Now, if you know me at all and are reading this you know I’m not innocent of anything I talk about here. But none–and I mean none–of us can pretend we are. So please, don’t misunderstand me. This comes from a place of conviction, not a place of feigned moral high ground.
If I could speak all the languages of earth and of angels, but didn’t love others, I would only be a noisy gong or a clanging cymbal.If I had the gift of prophecy, and if I understood all of God’s secret plans and possessed all knowledge, and if I had such faith that I could move mountains, but didn’t love others, I would be nothing.If I gave everything I have to the poor and even sacrificed my body, I could boast about it; but if I didn’t love others, I would have gained nothing.
1 Corinthians 13:1-3
Love is hard, folks. It is so unbelievably hard. Why? Because it is work. If we do not labor to love, we do not love at all.That is the bottom line.
What love is: An act of obedience.
What love is not: A feeling. This is where our culture gets it wrong. (Now before we get all “amen sister” let us not forget how much room for improvement we have on this topic. Preaching about how society has a distorted notion of love comes second to the issue of us Christians not leading the charge, so let’s not deflect.)
Merriam-Webster defines love as:
a feeling of strong or constant affection for a person
attraction that includes sexual desire: the strong affection felt by people who have a romantic relationship.
a person you love in a romantic way
The mother of all face palms is happening right here in my living room friends.

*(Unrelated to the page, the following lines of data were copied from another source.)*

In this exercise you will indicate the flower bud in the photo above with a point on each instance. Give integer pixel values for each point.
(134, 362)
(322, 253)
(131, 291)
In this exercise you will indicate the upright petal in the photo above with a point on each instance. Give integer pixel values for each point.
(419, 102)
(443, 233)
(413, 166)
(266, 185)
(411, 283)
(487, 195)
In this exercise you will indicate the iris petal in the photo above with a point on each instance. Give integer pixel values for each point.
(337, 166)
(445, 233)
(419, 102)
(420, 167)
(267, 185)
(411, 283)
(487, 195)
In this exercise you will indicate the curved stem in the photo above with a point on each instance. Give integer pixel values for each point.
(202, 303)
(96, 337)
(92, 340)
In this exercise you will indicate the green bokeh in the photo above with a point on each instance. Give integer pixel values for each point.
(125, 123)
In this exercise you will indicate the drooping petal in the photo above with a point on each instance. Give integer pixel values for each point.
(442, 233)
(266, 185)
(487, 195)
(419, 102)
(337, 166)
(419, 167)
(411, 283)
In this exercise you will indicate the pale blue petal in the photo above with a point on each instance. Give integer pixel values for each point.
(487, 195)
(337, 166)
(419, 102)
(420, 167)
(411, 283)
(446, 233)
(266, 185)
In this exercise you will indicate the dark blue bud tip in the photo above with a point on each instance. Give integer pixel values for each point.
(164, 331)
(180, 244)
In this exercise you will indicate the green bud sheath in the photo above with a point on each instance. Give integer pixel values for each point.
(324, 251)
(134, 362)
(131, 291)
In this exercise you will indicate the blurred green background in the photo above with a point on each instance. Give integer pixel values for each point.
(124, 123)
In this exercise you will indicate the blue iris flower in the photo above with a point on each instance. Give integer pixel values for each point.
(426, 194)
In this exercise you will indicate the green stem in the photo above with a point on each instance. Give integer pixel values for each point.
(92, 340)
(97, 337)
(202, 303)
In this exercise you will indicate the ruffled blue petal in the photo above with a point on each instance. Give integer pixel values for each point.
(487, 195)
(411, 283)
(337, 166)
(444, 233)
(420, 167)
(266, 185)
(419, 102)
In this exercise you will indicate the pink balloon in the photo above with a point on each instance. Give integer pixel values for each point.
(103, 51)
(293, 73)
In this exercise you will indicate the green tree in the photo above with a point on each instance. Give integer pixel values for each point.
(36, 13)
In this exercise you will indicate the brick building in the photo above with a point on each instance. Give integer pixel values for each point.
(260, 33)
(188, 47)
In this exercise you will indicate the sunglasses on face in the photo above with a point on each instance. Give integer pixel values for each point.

It is no wonder we don’t get it. We just don’t get it! Here is what the creator of love has to say about what it actually is:
Love is patient and kind. Love is not jealous or boastful or proud or rude. It does not rejoice about injustice but rejoices whenever the truth wins out. Love never gives up, never loses faith, is always hopeful, and endures through every circumstance.
1 Corinthians 13:4-7 (emphasis added)
Patience can look like not acting on frustration. Kindness can be shown by choosing to pick our battles. Jealousy, pride, and rudeness can be avoided when we ditch the sarcasm and the need/desire for validation from anyone other than God. Truth can win out when we bite our tongue. Love can persevere if we don’t get lazy. These are action items. Nowhere does it talk about feelings. It is how we respond.
Responding to “Feelings”
In Beth Moore’s Bible study Living Beyond Yourself, she notes four ways to respond that fly in the face of our feelings:
Confront the situation.
Admit to God we lack agape (love) for someone.
Consider through scripture God’s response.
Be obedient and respond like Jesus.
I don’t know about you, but to me it sounds like something that endures through every circumstance has seen some things. Every. Circumstance. That is a big deal; that sounds like serious work to me. I want to get love in a room and tell it to write a book because that’s gotta be one heck of a saga. “Oh Sara, I am love, and that saga is The Holy Bible.” Oooh snap, did anyone else hear that? Mother of all face palms happening right now in heaven.
Let’s Get to Work
All right. That is enough chatter. Let’s get to work on this love thing, shall we? I’m certainly no expert but can suggest to you a couple resources I’m currently using to help drive love home in my life.
Pray your heart out. Ask God to help you get past your feelings and be moved into an active place of love. Can you imagine what the world would look like if we didn’t just know the following verses, but actually lived them?
John 13:34-35: “A new command I give you: Love one another. As I have loved you, so you must love one another. By this all men will know that you are my disciples, if you love one another.”
1 Peter 4:8: “Above all, love each other deeply, because love covers over a multitude of sins.”
Galatians 6:10: “Therefore, whenever we have the opportunity, we should do good to everyone-especially to those in the family of faith.”
I’d LOVE to hear your personal experiences of how God has shown up in your obedient, hard and worthy acts of love. Brag about God in the comments section and encourage someone today!